La Orden de los Caballeros Eternos ha basado su existencia en la búsqueda de la Sagrada Maestra —como llamaban a la que en otros términos religiosos podría ser la Mesías o Redentora—, hasta que finalmente la encontraron hecha carne y hueso (o hecha tubos de rayos catódicos, porque la habían visto por primera vez en televisión). Ella era tal y como el Primer Predicador y fundador de la Orden la había descrito: «Luminosa, silenciosa, tan mortal que enciende la vida. La reconoceréis al verla. Es como nosotros y como ninguno». Así estaba escrito y así fue como la percibieron y reconocieron.
La Orden de los Caballeros Eternos era como una comunidad latina. Había peruanos, bolivianos, chilenos, ecuatorianos, paraguayos, salvadoreños, colombianos, cubanos, mexicanos y argentinos. Nadie sabía con certeza en dónde había surgido, pero eso poco importaba a los miembros, porque ellos mismos no sabían a qué lugar pertenecían, si al lugar en el que nacieron o en el que hicieron sus vidas. Hay dos versiones acerca de la creación de esta secta, una de ellas sugiere que fue fundada en México y que después del fallecimiento del Primer Predicador, la familia y los adeptos emigraron a Argentina. La otra versión es que fue fundada en Argentina y que de ahí se dispersaron para llevar la Palabra.

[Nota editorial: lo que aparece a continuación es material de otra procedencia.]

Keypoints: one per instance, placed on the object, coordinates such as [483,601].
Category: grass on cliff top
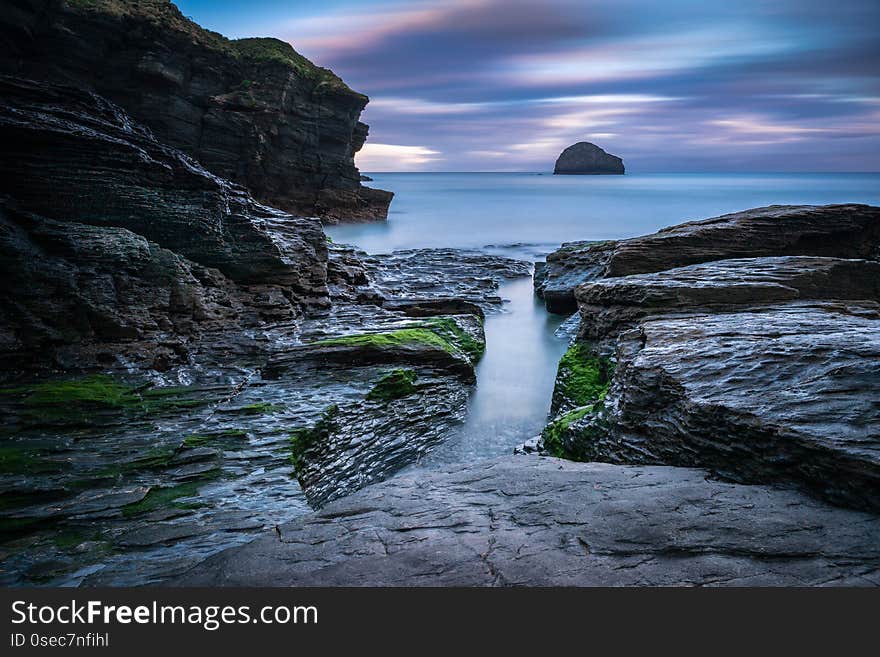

Al comienzo sólo se admitían hombres, pero eso cambió a principios de los noventa, cuando la mujer y la hijastra del fundador se incorporaron a la hermandad, iniciando así una nueva era de hombres y mujeres unidos bajo una misma causa, en pos de una misma búsqueda, el intercambio de sangre para alargar la vida.
La secta fue decayendo a raíz de algunos incidentes que los obligaron a vivir huyendo de la prensa. Y de la policía. Gracias al hermetismo con el que se manejaban acabaron siendo una organización fantasma por no dejar evidencias de su existencia. La reputación, si es que alguna vez la tuvieron, fue deteriorándose a medida que sus miembros eran arrestados en varios puntos del globo, acusados de asesinatos despiadados. En algunos casos, además de desangrar letalmente a sus víctimas se las comían. Para evitar o acaso truncar cualquier tipo de investigación, la Orden resolvió que el templo debía ser ambulante y de ninguna manera debía tener aspecto de templo. A alguien se le ocurrió comprar por E-bay una gran carpa de segunda mano de un extinto circo ruso y todos mocionaron a favor. Quién iba a relacionar un club de motociclistas que reunía a los miembros en una carpa de circo con una secta vampírica de asesinos seriales.
Luego de ver en televisión a la mujer considerada Sagrada Maestra de la Orden, la buscaron de todas las maneras que les fue posible dentro de los límites de la discreción; trabajaron como detectives tras sus huellas, pero siempre había algo que no les permitía hallarla. La mujer era como el mismo templo: escurridiza, fantasmal, casi un espejismo.
Una de esas noches de integración con los nuevos hermanos, en las que parece que nada interesante va a pasar, excepto en la televisión, mientras se preparaban para una maratón cinéfila —era la noche de Darío Argento—, relámpagos y truenos anunciaron la llegada de la mujer más buscada del vampirismo latinoamericano. Alguien dejó caer su tazón de palomitas rendido por el miedo a lo inesperado o acaso a lo desconocido; el robusto encargado de la entrada se levantó para inspeccionar quién llegaba, pero ya no fue necesario. Ante ellos apareció la belleza lúgubre más célebre de la historia de la Orden: Dila Dubi.
Los veintiún miembros que se hallaban esa noche reunidos en el Templo Ambulante se postraron de rodillas en los lugares en los que estaban y reverenciaron a la Sagrada Maestra, mientras ésta caminaba erguida abriéndose paso entre las oraciones herejes de las sanguijuelas humanas.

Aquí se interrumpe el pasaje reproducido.